Adulthood 2.0

Three weeks ago, I defended my dissertation and graduated from PhD school and for the last two weeks I’ve been hiding at my mom’s house in Iowa, reflecting on the last five years of life and planning ahead for my move to Maryland and the start of my new job. Okay AND I’ve been watching a lot of cable TV and reading guilty-pleasure books in the hammock. Kitchen Cousins, Million Dollar Listing and Death Comes to Pemberley by P.D. James if you really want to know. But anyway: reflections.

Fourteen years ago, about this time, I was graduating from college. Many things were different. I had never lived alone or paid rent or had a salaried job or lost a friend. I clubbed. I had no idea what I wanted to do for a living, but I knew I had to make a decision and I knew that decision would define me to the very core of my being. Everything had led up to this. We all knew it. A friend of mine at Harvard said, with the kind of authority an A.B. from Harvard affords, that if you didn’t know what you were by 27, your whole life was basically over.

Back then, if you went to a fancy school on the East Coast you had two main options: consulting or investment banking. Your fancy school would set you up with interviews and cocktail meet-and-greets if you were interested in either of these avenues to employment, but the fancy school’s career assistance sort of began and ended at this fork. After all, this was the late ’90s–everyone was making money (so much money!), it seemed petulant to thumb your nose at these short roads to riches. Hence, my choices: Consultant. I-banker. Which would I be? Consulting seemed so vague. Consulting for what, for whom? And why would anyone want my opinion–I was 22, which was just old enough to know I didn’t know anything. That left I-banking, but I’d already heard the stories of the 120-hour work weeks, the de rigeur sexual harrassment. Plus, all the I-bankers I’d ever met seemed like assholes. I-banking was also out.

I had been an English major, I liked books. Everyone I knew was moving to New York, which was where the books were made, so it seemed like a smart thing to go there and try to get a job as a [something to do with books which I had not yet even imagined]. I had some false starts–my first job was at Wiley & Sons. I worked for a mean ego-maniac who edited computer textbooks. He liked to tell me how stupid I was and I obliged him by disengaging from the job and forgetting to do almost everything he asked of me. Everyone who has ever worked in publishing in New York has some version of this story to tell. My best friend and roommate moved to L.A. My estranged college boyfriend began to die of cancer. It seemed like a good time to move to Cape Cod with the heavily tattooed bouncer from the bar down the street from my Alphabet City apartment.

Eventually, I ended up back in New York, back in publishing, this time working under several wonderful fiction editors, including the brilliant and groundbreaking Leona Nevler. But something wasn’t right. I wanted to write but I wasn’t writing. I wanted to be in a supportive, committed relationship with someone who respected and encouraged me, but that was also not really happening. Instead, over and over again, I found myself going through the motions at work. I sacrificed writing time and sublimated my own ambitions in order to throw myself body and soul into the sinking wrecks of my relationships. That was something else I didn’t know yet: how a good man doesn’t *let* you sacrifice your body and soul to him. How a good man reads you and edits you and gets you and pushes you to be a better version of yourself and maybe even makes some of his own sacrifices for you. This lesson would take the longest to learn. It went on this way for quite a while.

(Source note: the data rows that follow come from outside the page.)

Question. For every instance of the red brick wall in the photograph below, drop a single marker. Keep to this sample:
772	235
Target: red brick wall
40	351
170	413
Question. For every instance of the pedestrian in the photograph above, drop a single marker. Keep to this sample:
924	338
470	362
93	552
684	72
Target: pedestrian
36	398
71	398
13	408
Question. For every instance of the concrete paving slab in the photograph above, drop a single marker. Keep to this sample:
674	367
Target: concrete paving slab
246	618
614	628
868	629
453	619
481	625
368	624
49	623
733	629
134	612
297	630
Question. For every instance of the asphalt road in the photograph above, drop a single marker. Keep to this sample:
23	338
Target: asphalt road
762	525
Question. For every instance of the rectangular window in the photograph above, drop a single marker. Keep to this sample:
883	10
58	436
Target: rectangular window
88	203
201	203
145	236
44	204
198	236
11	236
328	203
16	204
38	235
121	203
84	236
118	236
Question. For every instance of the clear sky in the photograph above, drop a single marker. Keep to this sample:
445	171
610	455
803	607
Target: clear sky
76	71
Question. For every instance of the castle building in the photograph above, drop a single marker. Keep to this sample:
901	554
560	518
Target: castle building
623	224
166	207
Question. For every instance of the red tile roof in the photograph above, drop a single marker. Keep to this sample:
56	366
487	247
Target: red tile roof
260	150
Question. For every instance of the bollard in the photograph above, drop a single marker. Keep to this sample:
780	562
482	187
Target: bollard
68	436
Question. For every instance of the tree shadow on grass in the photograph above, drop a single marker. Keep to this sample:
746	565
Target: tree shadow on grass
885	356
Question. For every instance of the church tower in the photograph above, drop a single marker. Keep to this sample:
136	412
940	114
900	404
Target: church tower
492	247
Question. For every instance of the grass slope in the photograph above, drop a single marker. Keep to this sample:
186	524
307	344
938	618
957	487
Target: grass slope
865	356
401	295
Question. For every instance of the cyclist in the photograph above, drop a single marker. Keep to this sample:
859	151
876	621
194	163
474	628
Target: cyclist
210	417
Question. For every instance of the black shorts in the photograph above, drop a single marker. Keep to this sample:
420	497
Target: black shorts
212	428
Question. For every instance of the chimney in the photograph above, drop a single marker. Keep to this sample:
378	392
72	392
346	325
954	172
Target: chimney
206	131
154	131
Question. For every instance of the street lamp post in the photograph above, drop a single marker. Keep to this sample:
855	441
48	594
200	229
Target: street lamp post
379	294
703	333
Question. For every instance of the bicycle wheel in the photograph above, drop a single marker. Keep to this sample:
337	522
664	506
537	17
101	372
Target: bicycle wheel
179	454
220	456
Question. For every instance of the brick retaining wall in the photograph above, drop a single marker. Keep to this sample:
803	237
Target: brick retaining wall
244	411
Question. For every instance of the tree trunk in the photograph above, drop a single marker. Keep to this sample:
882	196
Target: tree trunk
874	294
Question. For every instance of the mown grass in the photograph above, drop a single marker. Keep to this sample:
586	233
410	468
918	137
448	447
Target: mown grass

I think of those posts around the internet that involve women (almost always women) writing letters to their younger selves and giving those selves advice based on what they know now about being a person in the world. But the letters are inherently flawed–if the young self had not had the doubts and insecurities and failures she had, the older self would be impossible, would be incomplete. I don’t regret how I spent my twenties–that fog of indecision and emotional cliff-jumping–because I would not be so excited, so grateful, so ready as I am, right now, for the brand new thing ahead. It’s my first do-over and I only got it after and because of years of dissatisfaction and difficulty. This time, I’m everything my younger, fresh-out-of-college self wished for but didn’t know how to get: I’m a writer, and a teacher (technically an expert in my field! And no one can take that away, not even if I turn out to be a double agent or a serial killer). I’m a month away from closing on my first house, two months away from eloping with The One, three from becoming a professor. For the first time in my life, I feel like I understand where I am and how I got here. And I know I am tempting fate by saying so, and I’m sure this will change completely, just come crashing down, at any minute, so I want to mark it before it disappears. Here I am now, for the first time in my adult life, exactly where I want to be.